Mortgage rates retreated this week on concerns over global events.
According to the latest data released Thursday by Freddie Mac, the 30-year fixed-rate average tumbled to 4.56 percent with an average 0.4 point. (Points are fees paid to a lender equal to 1 percent of the loan amount.) It was 4.66 percent a week ago and 3.94 percent a year ago.
The 15-year fixed-rate average dropped to 4.06 percent with an average 0.4 point. It was 4.15 percent a week ago and 3.19 percent a year ago. The five-year adjustable-rate average fell to 3.80 percent with an average 0.3 point. It was 3.87 percent a week ago and 3.11 percent a year ago.
“Mortgage rates fell sharply early this week as growing political uncertainty in Italy and Spain led to a flight to safety, and renewed trade tensions between the U.S. and China compounded this trend,” said Aaron Terrazas, senior economist at Zillow. “Geopolitics are likely to continue driving major movements in financial markets over the next week, but markets will also keep an eye on incoming U.S. inflation and jobs data, as well as several speeches by key [Federal Open Market Committee] voters.”
Investors, unnerved by recent global events, rushed to sell off stocks and buy up bonds, driving prices up and yields down. In less than two weeks, the yield on the 10-year Treasury swung from a high of 3.11 percent on May 17 to 2.77 percent on Tuesday. It climbed back to 2.84 percent on Wednesday.
The movement of long-term bonds is one of the best indicators of where mortgage rates are headed. When yields fall, home loan rates tend to go down, as well.
Despite reversing course this week, mortgage rates have been on a steady ascent since the beginning of the year. It seems likely, given current economic conditions, that they will continue to move higher in the coming months. That will put increased pressure on a housing market already constricted by rising prices and low inventory.
Bankrate.com, which puts out a weekly mortgage rate trend index, found that the experts it surveyed were almost evenly split on where rates are headed — about a third expect them to rise, about a third predict they will fall, and the other third say they will remain relatively stable in the coming week. Jim Sahnger, mortgage planner at Schaffer Mortgage, is one who anticipates rates will increase.
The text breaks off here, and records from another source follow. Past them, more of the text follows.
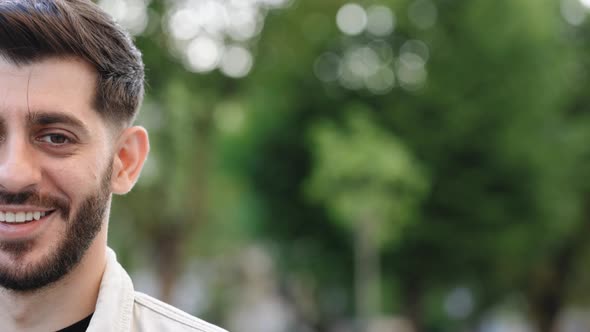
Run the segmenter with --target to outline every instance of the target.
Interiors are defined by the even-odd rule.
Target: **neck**
[[[106,228],[106,227],[104,227]],[[106,232],[101,231],[80,263],[38,291],[0,288],[0,326],[6,331],[56,331],[94,312],[106,265]]]

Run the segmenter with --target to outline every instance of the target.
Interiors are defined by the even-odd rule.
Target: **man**
[[[0,331],[223,331],[135,292],[107,248],[149,150],[143,79],[89,0],[0,0]]]

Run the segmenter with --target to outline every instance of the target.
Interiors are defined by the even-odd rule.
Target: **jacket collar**
[[[88,332],[130,331],[134,289],[131,278],[107,248],[107,263]]]

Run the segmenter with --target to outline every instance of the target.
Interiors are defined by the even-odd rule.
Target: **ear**
[[[147,131],[139,126],[125,129],[115,149],[111,190],[115,194],[123,195],[137,182],[147,158],[150,150]]]

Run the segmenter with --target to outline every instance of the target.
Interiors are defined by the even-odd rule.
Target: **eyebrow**
[[[52,124],[65,124],[89,135],[90,131],[84,123],[75,117],[61,112],[31,112],[27,115],[29,126],[47,126]]]

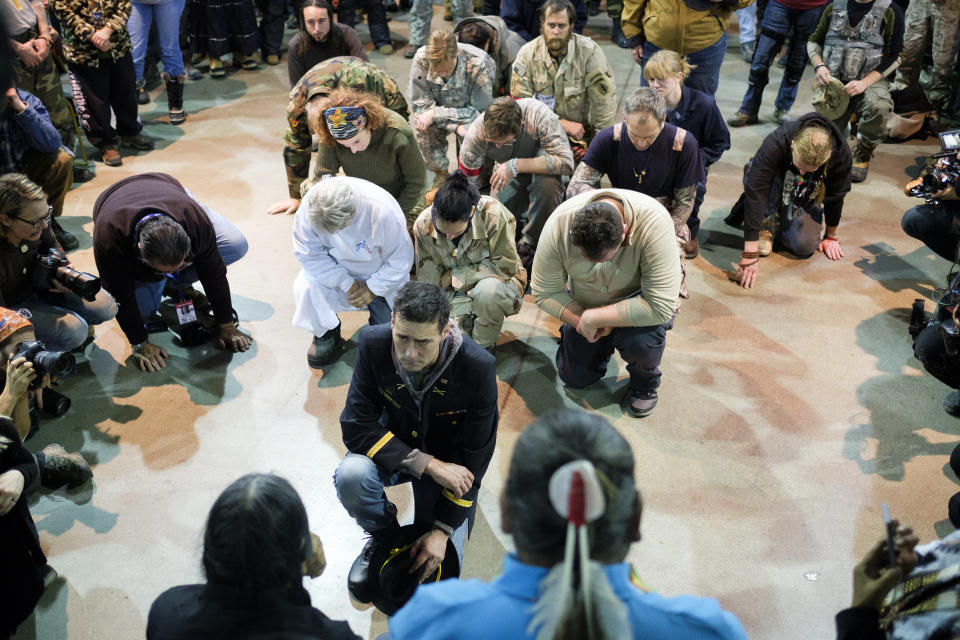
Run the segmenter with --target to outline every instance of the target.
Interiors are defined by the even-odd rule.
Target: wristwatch
[[[143,348],[144,348],[145,346],[147,346],[148,344],[150,344],[150,341],[149,341],[149,340],[144,340],[143,342],[140,342],[140,343],[137,343],[137,344],[133,345],[133,350],[134,350],[135,352],[137,352],[137,353],[140,353],[140,350],[143,349]]]

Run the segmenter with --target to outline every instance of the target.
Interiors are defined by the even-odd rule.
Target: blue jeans
[[[90,325],[106,322],[117,315],[117,301],[101,289],[93,302],[74,293],[35,294],[11,305],[30,312],[37,340],[51,351],[71,351],[87,339]]]
[[[133,43],[133,68],[137,80],[143,79],[143,60],[147,55],[150,25],[157,23],[163,70],[171,78],[183,74],[183,54],[180,52],[180,14],[186,0],[167,0],[162,4],[140,4],[134,1],[127,30]]]
[[[911,238],[930,247],[935,254],[954,262],[960,243],[960,205],[919,204],[903,214],[900,226]]]
[[[390,473],[367,456],[356,453],[347,453],[333,474],[333,485],[341,504],[368,533],[395,526],[397,508],[387,500],[383,488],[405,482],[410,482],[413,487],[414,522],[432,522],[433,505],[440,497],[442,487],[426,476],[417,479],[402,473]],[[470,518],[465,519],[450,536],[461,567],[469,522]]]
[[[220,251],[220,257],[223,258],[223,263],[225,265],[231,265],[246,255],[247,239],[240,233],[240,229],[237,229],[236,225],[213,209],[203,204],[200,206],[203,207],[207,217],[210,218],[210,222],[213,223],[214,230],[217,232],[217,249]],[[175,277],[172,279],[178,280],[183,287],[187,287],[200,279],[197,275],[197,270],[192,266],[174,275]],[[170,280],[171,278],[162,278],[159,282],[136,281],[134,293],[137,296],[137,309],[140,310],[140,317],[148,318],[156,313],[157,309],[160,308],[163,288]]]
[[[787,51],[787,68],[780,80],[780,90],[774,106],[781,111],[789,111],[797,99],[797,86],[803,77],[807,64],[807,38],[817,28],[823,7],[813,9],[788,9],[786,6],[770,0],[763,14],[760,37],[757,39],[750,64],[750,76],[747,80],[747,93],[740,104],[740,113],[757,115],[763,100],[763,89],[770,80],[770,65],[780,52],[784,40],[792,27]]]
[[[650,56],[659,50],[660,47],[657,47],[650,42],[644,42],[644,64],[646,64],[646,61],[650,59]],[[717,92],[717,87],[720,85],[720,65],[723,64],[723,56],[726,52],[727,33],[724,32],[719,40],[714,42],[706,49],[688,53],[687,62],[696,66],[694,70],[690,72],[690,75],[687,76],[687,79],[683,81],[683,84],[692,89],[703,91],[711,96],[715,94]],[[647,86],[647,80],[643,77],[642,73],[640,74],[640,86]]]
[[[610,335],[588,342],[575,327],[560,327],[557,373],[568,387],[582,389],[607,373],[613,350],[620,352],[630,374],[630,391],[650,393],[660,386],[660,360],[673,320],[650,327],[616,327]]]
[[[737,22],[740,23],[740,44],[757,39],[757,5],[737,9]]]

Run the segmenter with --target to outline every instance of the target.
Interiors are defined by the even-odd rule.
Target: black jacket
[[[0,436],[5,439],[0,473],[16,469],[23,474],[24,488],[13,509],[0,516],[0,638],[6,638],[29,617],[43,594],[41,569],[47,558],[27,507],[27,491],[40,473],[37,462],[9,418],[0,417]]]
[[[467,517],[493,456],[499,419],[496,360],[470,338],[463,338],[418,408],[394,364],[390,325],[361,330],[340,414],[343,443],[389,472],[398,471],[413,449],[470,469],[473,486],[460,499],[444,490],[435,520],[456,529]]]
[[[174,587],[160,594],[147,618],[148,640],[360,640],[346,622],[310,606],[301,585],[240,589],[215,584]]]
[[[746,196],[743,211],[744,240],[752,241],[759,237],[764,208],[771,198],[780,197],[779,192],[771,194],[770,189],[777,184],[782,185],[783,177],[793,161],[790,143],[800,129],[811,124],[826,129],[833,137],[833,153],[827,161],[824,178],[826,193],[823,198],[823,217],[827,226],[835,227],[840,224],[843,199],[850,191],[853,155],[843,134],[833,122],[819,113],[808,113],[780,125],[764,139],[753,156],[743,186]]]
[[[93,205],[93,257],[103,288],[120,305],[117,322],[130,344],[147,339],[137,309],[136,283],[157,282],[163,277],[139,259],[137,250],[137,223],[158,212],[176,220],[190,237],[187,259],[203,283],[217,322],[233,318],[227,266],[220,257],[210,218],[172,176],[142,173],[107,187]]]

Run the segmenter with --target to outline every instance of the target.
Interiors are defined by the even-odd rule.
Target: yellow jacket
[[[730,16],[753,0],[719,0],[706,11],[684,0],[623,0],[621,25],[630,46],[649,42],[680,55],[706,49],[723,36]]]

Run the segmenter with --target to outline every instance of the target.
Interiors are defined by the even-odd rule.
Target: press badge
[[[544,95],[542,93],[535,93],[533,97],[547,105],[551,109],[557,106],[557,96],[554,95]]]
[[[182,325],[197,321],[197,310],[193,308],[193,300],[177,303],[177,320]]]

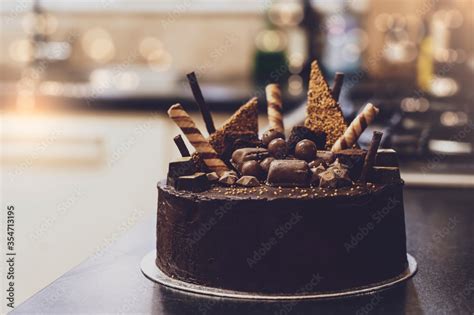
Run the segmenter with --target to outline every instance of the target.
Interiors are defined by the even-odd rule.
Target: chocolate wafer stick
[[[382,135],[382,132],[374,131],[372,141],[370,142],[369,150],[365,155],[364,166],[362,167],[362,173],[360,174],[359,178],[360,182],[367,182],[367,175],[374,166],[375,156],[377,155],[377,150],[379,149],[380,141],[382,140]]]
[[[364,109],[357,115],[356,118],[351,122],[349,127],[344,131],[344,134],[340,136],[336,143],[331,148],[332,152],[351,148],[359,139],[365,128],[374,121],[375,116],[379,113],[379,109],[368,103]]]
[[[278,84],[269,84],[265,87],[265,93],[267,96],[268,103],[268,121],[270,122],[270,128],[275,129],[279,132],[285,132],[283,126],[283,115],[282,115],[282,102],[281,102],[281,90]]]
[[[229,170],[225,163],[219,158],[217,152],[212,148],[209,141],[204,138],[201,131],[196,127],[196,124],[183,109],[181,104],[171,106],[168,110],[168,115],[183,131],[186,138],[203,159],[204,164],[206,164],[211,171],[221,176],[225,171]]]
[[[334,76],[334,83],[331,88],[332,97],[338,101],[341,94],[342,83],[344,82],[344,72],[336,72]]]
[[[173,140],[176,146],[178,147],[179,153],[181,153],[182,157],[191,156],[188,148],[186,147],[186,143],[184,143],[183,137],[181,137],[181,135],[177,135],[173,138]]]
[[[201,88],[199,87],[199,83],[197,81],[196,74],[194,72],[188,73],[186,75],[189,81],[189,85],[191,86],[191,90],[193,91],[194,99],[201,110],[202,118],[206,123],[206,129],[209,134],[213,134],[216,131],[216,127],[214,126],[214,121],[212,120],[211,111],[209,110],[209,106],[204,101],[204,97],[202,96]]]

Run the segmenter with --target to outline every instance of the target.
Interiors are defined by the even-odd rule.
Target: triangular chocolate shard
[[[242,105],[219,129],[209,137],[209,142],[216,152],[222,155],[226,150],[227,134],[249,134],[258,136],[257,98],[250,99]]]
[[[316,61],[311,64],[306,110],[305,126],[314,132],[326,133],[326,149],[331,149],[347,126]]]

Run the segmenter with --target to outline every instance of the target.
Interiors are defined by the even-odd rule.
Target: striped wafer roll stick
[[[168,109],[168,116],[183,131],[186,138],[199,153],[204,163],[213,172],[221,176],[229,169],[225,163],[219,158],[217,152],[212,148],[209,141],[204,138],[201,131],[196,127],[192,118],[186,113],[181,104],[175,104]]]
[[[365,105],[362,112],[354,118],[349,127],[344,131],[344,134],[337,139],[336,143],[334,143],[331,151],[336,152],[352,147],[357,142],[357,139],[359,139],[362,132],[364,132],[365,128],[374,121],[375,116],[377,116],[378,113],[379,109],[371,103]]]
[[[269,84],[265,87],[265,94],[267,96],[268,103],[268,121],[270,122],[270,128],[285,132],[283,127],[283,116],[282,102],[281,102],[281,91],[278,84]]]

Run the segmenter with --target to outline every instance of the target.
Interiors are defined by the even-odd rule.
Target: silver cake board
[[[350,295],[361,295],[368,294],[374,291],[387,289],[403,281],[406,281],[413,277],[417,271],[417,263],[415,258],[410,254],[407,254],[408,267],[399,276],[388,279],[383,282],[378,282],[373,285],[367,285],[359,288],[352,288],[344,291],[332,291],[332,292],[305,292],[295,294],[268,294],[268,293],[254,293],[254,292],[241,292],[232,291],[219,288],[213,288],[208,286],[197,285],[188,283],[178,279],[171,278],[163,273],[155,264],[156,250],[149,252],[143,257],[140,268],[148,279],[163,284],[167,287],[183,290],[191,293],[210,295],[215,297],[226,297],[234,299],[249,299],[249,300],[302,300],[302,299],[327,299],[327,298],[338,298]]]

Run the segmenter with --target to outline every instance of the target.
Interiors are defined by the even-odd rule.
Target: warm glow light
[[[434,77],[431,80],[430,92],[434,96],[453,96],[459,90],[459,85],[452,78]]]
[[[35,15],[34,13],[25,14],[21,20],[21,26],[27,34],[51,35],[58,29],[58,19],[52,14]]]
[[[433,20],[441,22],[450,28],[458,28],[464,22],[462,13],[456,9],[438,10],[433,14]]]
[[[10,44],[8,52],[14,61],[26,63],[33,57],[33,46],[30,41],[19,39]]]
[[[112,76],[107,70],[94,70],[89,76],[89,81],[96,90],[106,89],[111,86]]]
[[[430,102],[424,98],[404,98],[400,104],[404,112],[426,112],[430,108]]]
[[[82,48],[87,56],[100,63],[106,63],[115,56],[112,37],[102,28],[88,30],[82,36]]]
[[[16,108],[19,110],[32,110],[35,108],[35,95],[32,90],[20,90],[18,91],[16,99]]]
[[[453,63],[458,59],[458,53],[454,49],[439,49],[434,57],[439,62]]]
[[[451,111],[442,113],[439,119],[441,124],[447,127],[462,126],[468,121],[466,113]]]
[[[39,91],[45,95],[59,96],[63,93],[64,87],[60,82],[45,81],[41,83]]]
[[[416,59],[418,49],[415,43],[411,41],[393,41],[387,43],[387,49],[384,50],[385,59],[392,63],[412,62]]]
[[[279,31],[266,30],[257,35],[256,44],[260,50],[268,52],[282,51],[286,40],[283,33]]]
[[[139,49],[140,54],[148,59],[150,54],[163,50],[163,43],[155,37],[145,37],[141,42]]]
[[[472,153],[472,145],[468,142],[432,139],[428,142],[428,148],[432,152],[443,153],[443,154],[470,154]]]
[[[166,71],[172,63],[173,57],[166,51],[154,51],[148,56],[148,65],[153,71]]]
[[[303,79],[297,74],[288,78],[288,92],[291,95],[300,95],[303,92]]]
[[[140,84],[140,78],[135,72],[126,71],[117,75],[115,85],[119,90],[135,90]]]
[[[303,66],[304,57],[302,53],[295,52],[292,53],[289,57],[289,62],[291,67],[300,68]]]
[[[294,1],[277,2],[271,6],[269,18],[276,25],[298,25],[303,19],[303,8]]]
[[[115,47],[111,40],[98,38],[90,46],[89,57],[99,62],[107,62],[113,58]]]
“Political and economic uncertainty stemming from turmoil in Europe and Italy prompted a safe haven run into bonds; mortgage rates were a beneficiary,” Sahnger said. “Time will tell if and when the Italy situation repeats the uncertainty seen from Greece a few years ago. More pressing, domestically, is the employment report due this Friday. I don’t expect anything hot to roil the markets, so we’ll likely stay range-bound to slightly higher for rates over the next week.”
Meanwhile, mortgage applications declined again last week, according to the latest data from the Mortgage Bankers Association. The market composite index — a measure of total loan application volume – decreased 2.9 percent from a week earlier. It was the sixth week in a row the index has fallen. The refinance index fell 5 percent to its lowest level since December 2000. The purchase index dropped 3 percent.
The refinance share of mortgage activity accounted for 35.3 percent of all applications, its lowest level since August 2008.